Warum die Definition?
Die KMU sind ein wichtiger Wirtschafts- und Innovationsfaktor, gelten aber hinsichtlich der Kapitalbeschaffung als benachteiligt, insbesondere durch die Eigenkapitalregelungen nach Basel II. Daher sind sowohl die Europäische Union als auch Einzelstaaten daran interessiert, die Unternehmen angemessen zu fördern. Hierzu bedarf es der Definition, die nach dem jeweiligen Handelsrecht der Länder noch etwas differenzierter ausfällt. Damit die Effizienz dieser Fördermaßnahmen gewährleistet werden kann und es keine Wettbewerbsverzerrungen gibt, empfiehlt die EU-Kommission eine einheitliche Definition der KMU für Mitgliedstaaten und die Europäische Investitionsbank sowie den Europäischen Investitionsfonds. Die vorgestellte Definition wird in vielen Förderprogrammen für deutsche KMU zugrunde gelegt, Förderhöhe und Förderintensität werden damit bestimmt.

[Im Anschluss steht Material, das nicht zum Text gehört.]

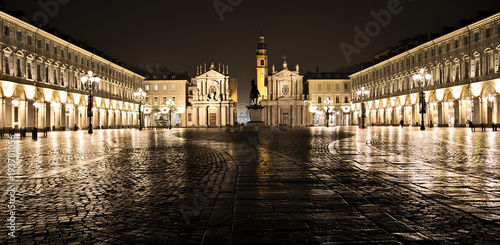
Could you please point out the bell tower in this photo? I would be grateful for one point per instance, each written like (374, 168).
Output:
(262, 68)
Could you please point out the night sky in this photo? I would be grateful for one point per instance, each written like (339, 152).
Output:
(180, 35)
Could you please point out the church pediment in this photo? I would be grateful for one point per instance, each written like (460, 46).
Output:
(212, 74)
(286, 73)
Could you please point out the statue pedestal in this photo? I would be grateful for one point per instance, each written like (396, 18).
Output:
(255, 117)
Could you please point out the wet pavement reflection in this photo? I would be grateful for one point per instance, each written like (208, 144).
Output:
(302, 186)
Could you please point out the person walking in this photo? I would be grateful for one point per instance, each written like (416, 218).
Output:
(471, 125)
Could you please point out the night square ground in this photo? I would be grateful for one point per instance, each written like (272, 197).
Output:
(334, 185)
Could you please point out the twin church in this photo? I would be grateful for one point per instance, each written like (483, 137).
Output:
(282, 92)
(212, 101)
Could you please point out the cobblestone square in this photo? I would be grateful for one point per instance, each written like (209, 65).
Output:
(384, 185)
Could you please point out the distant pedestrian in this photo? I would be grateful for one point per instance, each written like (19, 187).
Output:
(471, 125)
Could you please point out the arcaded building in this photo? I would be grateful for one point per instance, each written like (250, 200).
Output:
(40, 82)
(465, 82)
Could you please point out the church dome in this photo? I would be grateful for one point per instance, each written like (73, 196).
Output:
(262, 42)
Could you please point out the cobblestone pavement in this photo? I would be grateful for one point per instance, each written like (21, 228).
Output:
(383, 185)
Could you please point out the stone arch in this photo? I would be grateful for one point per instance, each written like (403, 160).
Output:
(466, 94)
(19, 93)
(488, 90)
(448, 96)
(432, 97)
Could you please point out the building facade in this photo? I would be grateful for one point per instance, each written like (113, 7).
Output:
(165, 103)
(465, 83)
(329, 100)
(283, 93)
(212, 98)
(40, 82)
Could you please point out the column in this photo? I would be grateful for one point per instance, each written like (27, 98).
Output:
(2, 113)
(416, 115)
(496, 109)
(441, 114)
(484, 109)
(63, 117)
(476, 110)
(23, 107)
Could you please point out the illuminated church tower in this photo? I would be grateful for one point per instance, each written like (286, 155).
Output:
(262, 68)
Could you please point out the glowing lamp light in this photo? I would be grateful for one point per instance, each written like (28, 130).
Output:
(63, 97)
(47, 95)
(440, 94)
(30, 92)
(476, 90)
(8, 90)
(181, 109)
(456, 93)
(76, 99)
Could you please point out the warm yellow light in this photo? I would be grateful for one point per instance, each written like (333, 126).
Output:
(476, 90)
(440, 94)
(48, 95)
(63, 97)
(30, 92)
(181, 109)
(8, 90)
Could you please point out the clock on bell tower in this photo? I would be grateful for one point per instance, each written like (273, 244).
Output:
(262, 68)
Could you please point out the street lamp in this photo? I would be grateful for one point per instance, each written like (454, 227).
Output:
(89, 80)
(34, 132)
(361, 95)
(171, 106)
(422, 77)
(140, 95)
(328, 107)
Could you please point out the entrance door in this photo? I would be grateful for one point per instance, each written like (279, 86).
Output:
(490, 112)
(213, 119)
(286, 118)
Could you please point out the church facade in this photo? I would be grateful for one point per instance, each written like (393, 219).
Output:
(212, 98)
(282, 92)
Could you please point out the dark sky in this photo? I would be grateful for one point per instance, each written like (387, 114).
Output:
(180, 35)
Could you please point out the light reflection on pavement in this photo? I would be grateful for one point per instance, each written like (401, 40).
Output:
(451, 161)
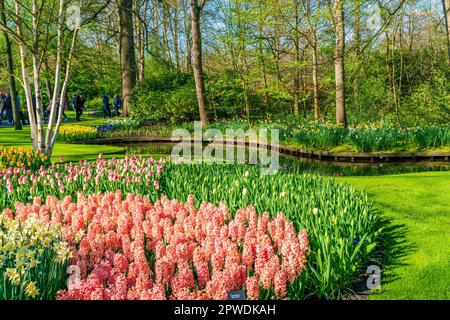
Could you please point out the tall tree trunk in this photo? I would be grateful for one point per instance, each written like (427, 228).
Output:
(446, 7)
(357, 39)
(297, 60)
(312, 39)
(25, 79)
(140, 38)
(12, 79)
(36, 80)
(187, 31)
(341, 118)
(197, 60)
(261, 55)
(127, 54)
(175, 35)
(315, 77)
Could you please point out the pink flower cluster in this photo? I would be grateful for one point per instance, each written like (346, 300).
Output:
(140, 175)
(129, 248)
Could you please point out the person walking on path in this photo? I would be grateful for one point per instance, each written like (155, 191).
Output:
(117, 104)
(106, 106)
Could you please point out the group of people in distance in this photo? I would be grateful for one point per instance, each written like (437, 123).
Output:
(6, 107)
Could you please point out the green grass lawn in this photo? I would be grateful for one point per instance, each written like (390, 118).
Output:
(71, 152)
(417, 245)
(415, 208)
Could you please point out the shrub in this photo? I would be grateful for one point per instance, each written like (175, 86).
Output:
(169, 97)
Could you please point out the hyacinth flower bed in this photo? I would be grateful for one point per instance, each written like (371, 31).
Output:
(129, 248)
(341, 224)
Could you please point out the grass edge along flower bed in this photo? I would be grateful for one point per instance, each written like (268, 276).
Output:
(129, 248)
(21, 158)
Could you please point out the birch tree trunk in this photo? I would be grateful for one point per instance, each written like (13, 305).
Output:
(127, 54)
(446, 7)
(341, 118)
(197, 61)
(10, 63)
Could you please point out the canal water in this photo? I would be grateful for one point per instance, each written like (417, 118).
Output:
(291, 164)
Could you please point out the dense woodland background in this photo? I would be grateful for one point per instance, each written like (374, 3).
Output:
(261, 59)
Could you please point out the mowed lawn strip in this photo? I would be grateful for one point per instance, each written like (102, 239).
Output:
(417, 207)
(71, 152)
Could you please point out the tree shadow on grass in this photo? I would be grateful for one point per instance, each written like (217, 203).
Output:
(393, 247)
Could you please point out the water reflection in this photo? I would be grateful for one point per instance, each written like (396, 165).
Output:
(294, 165)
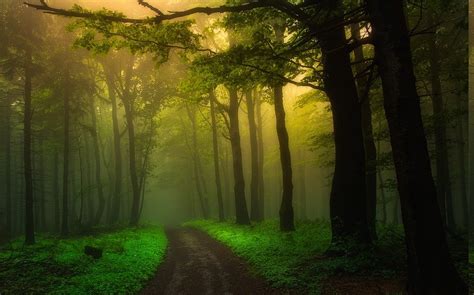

Eine weitere Definition unterscheidet die KMU von Kleinstunternehmen. Letztere sind in Deutschland definiert als Unternehmen mit weniger als 10 Mitarbeitern (sozialversicherungspflichtig beschäftigt) und einer Bilanzsumme oder einem Jahresumsatz von maximal 2 Millionen Euro. Auch kleine und mittlere Unternehmen werden nochmals unterschieden, als klein gelten die Unternehmen bis 49 Mitarbeiter und 10 Millionen Euro Umsatz.
Der KMU-Status
Um den KMU-Status zu erlangen und behalten, muss das Unternehmen eigenständig sein, bei Partnerunternehmen wird anders gerechnet, was im Einzelfall von der Rechtsform abhängig sein kann. Die angegebenen Schwellenwerte beziehen sich auf den letzten Jahresabschluss, sollte dieser zwei Jahre lang in Folge über- oder unterschritten werden, geht der KMU-Status verloren. Als Mitarbeiter gelten Vollarbeitnehmer, Saison- und Teilzeitbeschäftigte werden anteilig, Auszubildende nicht berücksichtigt. Sollte das Unternehmen zu mindestens 25 Prozent seines Kapitals oder seiner Stimmrechte von öffentlichen Stellen kontrolliert werden, ist es kein KMU, ausgenommen bestimmte öffentlichen Anteilseigner.
Volkswirtschaftliche Bedeutung
Die KMU sichern Arbeitsplätze allein dadurch, dass sie flexibler auf Konjunkturschwankungen reagieren können und der Kontakt zu den Mitarbeitern enger ist, was schnelle Entlassungen eher vermeidet. Da KMU die volkswirtschaftlich vorherrschende Unternehmensgröße sind und die meisten Innovationen von ihnen kommen, bedürfen sie der besonderen Beachtung und Förderung. Gleichwohl unterliegen sie anders als Kleinstunternehmen bestimmten arbeitsrechtlichen Auflagen, die sich ausschließlich an der Zahl der Beschäftigten orientieren. Diese Regelungen betreffen die ärztliche Betreuung, den Arbeitsschutzausschuss und den Kündigungsschutz.